Aturan Baru, OJK Berwenang Tetapkan Batas Maksimum Bunga Paylater

Nasabah mengakses layanan aplikasi penunda pembayaran (paylater) di Kota Serang, Banten.(ANTARA/Muhammad Bagus Khoirunas)

OTORITAS Jasa Keuangan (OJK) menerbitkan Peraturan Otoritas Jasa Keuangan No 32/2025 tentang Penyelenggaraan Beli Sekarang Bayar Nanti (Buy Now Pay Later/BNPL). 

Salah satu poin penting dalam peraturan tersebut adalah OJK diberikan kewenangan untuk menetapkan kebijakan tertentu, termasuk penetapan batas maksimum manfaat ekonomi bagi perusahaan pembiayaan dalam penyelenggaraan BNPL. Manfaat ekonomi dalam konteks BNPL dapat diartikan mencakup bunga, biaya layanan, denda keterlambatan, dan komponen keuntungan lain yang diperoleh perusahaan pembiayaan.

“Penetapan batas maksimum manfaat ekonomi ini dengan mempertimbangkan kepentingan publik, stabilitas sistem keuangan, dan persaingan usaha yang sehat,” ujar Kepala Departemen Literasi, Inklusi Keuangan dan Komunikasi OJK M Ismail Riyadi dalam keterangan resmi, Rabu (24/12).

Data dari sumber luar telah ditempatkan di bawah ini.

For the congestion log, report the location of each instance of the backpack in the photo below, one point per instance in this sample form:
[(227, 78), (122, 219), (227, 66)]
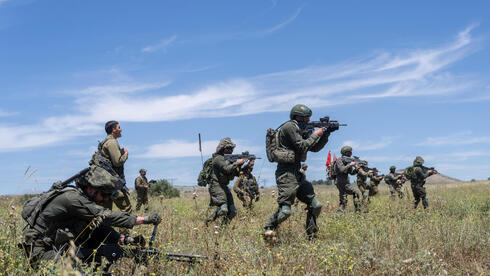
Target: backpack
[(204, 177), (409, 173), (275, 153), (33, 207)]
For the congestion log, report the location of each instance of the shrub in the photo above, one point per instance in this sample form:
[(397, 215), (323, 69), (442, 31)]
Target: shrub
[(163, 187)]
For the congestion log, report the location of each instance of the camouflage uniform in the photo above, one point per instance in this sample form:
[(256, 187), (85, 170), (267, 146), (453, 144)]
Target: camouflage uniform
[(110, 149), (361, 184), (418, 182), (373, 184), (394, 182), (291, 183), (141, 187), (342, 171), (246, 189), (66, 217), (222, 173)]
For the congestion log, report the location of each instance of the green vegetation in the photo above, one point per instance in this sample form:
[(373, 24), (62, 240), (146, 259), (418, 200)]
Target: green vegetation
[(163, 188), (452, 237)]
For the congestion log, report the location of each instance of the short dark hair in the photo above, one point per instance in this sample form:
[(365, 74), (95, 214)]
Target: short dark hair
[(110, 125)]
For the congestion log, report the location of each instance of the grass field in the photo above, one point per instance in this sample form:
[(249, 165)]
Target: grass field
[(452, 237)]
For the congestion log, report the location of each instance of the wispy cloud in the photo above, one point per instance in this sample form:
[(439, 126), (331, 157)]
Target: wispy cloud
[(390, 75), (160, 46), (460, 138), (179, 148), (369, 145)]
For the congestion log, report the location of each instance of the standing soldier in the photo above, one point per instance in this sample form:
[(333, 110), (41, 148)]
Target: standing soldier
[(417, 175), (395, 182), (373, 184), (141, 186), (342, 169), (111, 157), (223, 172), (290, 181), (246, 187)]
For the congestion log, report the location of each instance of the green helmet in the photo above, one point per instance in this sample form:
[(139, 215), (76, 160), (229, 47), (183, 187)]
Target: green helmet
[(101, 180), (225, 143), (300, 110), (419, 161), (345, 149)]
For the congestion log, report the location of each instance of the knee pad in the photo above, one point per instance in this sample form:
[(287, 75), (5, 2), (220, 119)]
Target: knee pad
[(316, 207), (284, 213)]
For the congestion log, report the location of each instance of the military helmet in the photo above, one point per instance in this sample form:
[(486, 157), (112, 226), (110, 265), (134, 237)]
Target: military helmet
[(345, 149), (101, 180), (419, 161), (300, 110), (225, 143)]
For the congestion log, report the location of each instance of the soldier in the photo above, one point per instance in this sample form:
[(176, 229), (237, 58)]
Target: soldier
[(342, 169), (246, 187), (417, 181), (222, 173), (373, 184), (290, 181), (394, 182), (76, 215), (141, 186), (113, 159), (362, 175)]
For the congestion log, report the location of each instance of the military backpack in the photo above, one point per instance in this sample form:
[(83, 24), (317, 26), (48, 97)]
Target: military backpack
[(204, 177)]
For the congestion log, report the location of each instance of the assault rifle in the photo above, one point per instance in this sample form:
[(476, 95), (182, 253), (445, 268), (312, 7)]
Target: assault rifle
[(325, 123), (243, 155)]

Secara umum, kehadiran Peraturan OJK No 32/2025 sebagai upaya memitigasi risiko atas pesatnya perkembangan pembiayaan digital di sektor jasa keuangan. Pengaturan ini bertujuan memberikan kepastian hukum, memperkuat tata kelola dan manajemen risiko, menjaga stabilitas sektor jasa keuangan, serta mendorong pertumbuhan industri yang sehat dan berkelanjutan.

Peraturan itu menetapkan penyelenggaraan BNPL hanya dapat dilakukan oleh bank umum dan perusahaan pembiayaan.

“Bank umum dapat menyelenggarakan BNPL dengan mengacu pada ketentuan peraturan perundang-undangan bagi bank,” kata Ismail.

Sementara, perusahaan pembiayaan wajib memperoleh persetujuan terlebih dahulu dari OJK sebelum menyelenggarakan layanan BNPL. Penyelenggaraan BNPL dapat dilakukan secara konvensional maupun berdasarkan prinsip syariah sesuai ketentuan yang berlaku.

Peraturan OJK ini juga mengatur karakteristik BNPL, antara lain ditujukan untuk membiayai pembelian barang dan/atau jasa secara nontunai, tanpa agunan, memiliki batas plafon tertentu, serta dilakukan melalui sistem elektronik dengan skema pembayaran angsuran yang disepakati. 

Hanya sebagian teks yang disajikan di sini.